On to that next question- why academic surgery?  Certainly there are a few prerequisites that you should meet before you commit to a career in academics.  When I review the characteristics of the most outstanding, committed academic surgeons I know, they share a few key qualities.

  • They are innovative.  Regardless of their field of scholarship, they are always pushing the boundaries and looking for new and better ways to do things.  If you are risk-averse, you are unlikely to be happy advancing scholarship in your field, and if you’re not going to advance scholarship in your field, a career in academics is likely a non-ideal fit for you.
  • They are passionate about their chosen career and all facets of it.  Yes, all surgeons are passionate about surgery.  But among the true greats in academic surgery, you find that they are passionate about surgery and scholarship.  You’ll also find that their enthusiasm is infectious!
  • They are committed to academic surgery and they are tenacious in their promotion of the field.  In order to succeed in academic surgery, you need to be both a mentor and a mentee.  The best academic surgeons have never shied from either end of that relationship, and have used both roles as opportunities for growth.
  • They are always teaching.  Think about that person who really influences you in medicine and surgery- they are the person who always has a few moments to teach about clinical care, the state of research, the state of education.  When you engage them on those topics, not only do you get the benefit of their wisdom, but you also get to watch their faces light up when the talk about those things that get them intellectually or technically excited.

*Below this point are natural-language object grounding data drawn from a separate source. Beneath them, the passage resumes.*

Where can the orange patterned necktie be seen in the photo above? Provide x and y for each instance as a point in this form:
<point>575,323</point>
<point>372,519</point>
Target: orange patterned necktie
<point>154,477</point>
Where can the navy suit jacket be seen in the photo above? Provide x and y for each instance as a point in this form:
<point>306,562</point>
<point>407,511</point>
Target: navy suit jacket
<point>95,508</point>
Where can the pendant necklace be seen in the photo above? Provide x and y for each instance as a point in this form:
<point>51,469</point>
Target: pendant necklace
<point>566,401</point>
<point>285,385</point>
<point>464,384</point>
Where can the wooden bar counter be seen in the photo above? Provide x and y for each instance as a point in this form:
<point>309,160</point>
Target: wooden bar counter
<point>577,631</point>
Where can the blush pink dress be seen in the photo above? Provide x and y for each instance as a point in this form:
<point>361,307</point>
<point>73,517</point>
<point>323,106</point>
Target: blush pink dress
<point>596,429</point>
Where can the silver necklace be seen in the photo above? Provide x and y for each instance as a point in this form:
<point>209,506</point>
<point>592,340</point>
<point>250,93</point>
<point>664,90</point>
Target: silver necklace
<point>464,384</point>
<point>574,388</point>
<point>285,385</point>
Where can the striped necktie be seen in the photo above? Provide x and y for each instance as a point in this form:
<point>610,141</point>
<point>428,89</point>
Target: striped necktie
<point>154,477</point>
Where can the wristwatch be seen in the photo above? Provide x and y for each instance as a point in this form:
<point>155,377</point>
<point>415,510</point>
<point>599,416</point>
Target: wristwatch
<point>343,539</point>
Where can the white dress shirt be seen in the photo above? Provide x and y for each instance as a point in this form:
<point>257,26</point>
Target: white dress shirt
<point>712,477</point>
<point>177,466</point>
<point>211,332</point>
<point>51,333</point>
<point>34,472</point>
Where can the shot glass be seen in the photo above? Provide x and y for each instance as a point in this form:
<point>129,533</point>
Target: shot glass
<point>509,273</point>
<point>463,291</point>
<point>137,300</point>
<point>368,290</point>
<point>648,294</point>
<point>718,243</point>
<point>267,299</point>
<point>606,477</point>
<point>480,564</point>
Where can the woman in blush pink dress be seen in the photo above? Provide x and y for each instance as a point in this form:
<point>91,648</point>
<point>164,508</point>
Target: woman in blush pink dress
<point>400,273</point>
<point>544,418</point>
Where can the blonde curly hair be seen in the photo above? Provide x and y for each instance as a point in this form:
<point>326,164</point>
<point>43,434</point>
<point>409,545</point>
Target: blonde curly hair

While a career in academic surgery might be viable if you don’t meet these criteria, you’re certainly more likely to succeed if you have these qualities.  Don’t be frightened off by them, either- with a good mentor and genuine enthusiasm for what you pursue, they’re not that difficult to develop.

Should you become an academic surgeon?  My answer at this point in my career is a resounding yes!  The field has so much to offer, and the idea of being on the leading edge at all times is irresistible to me.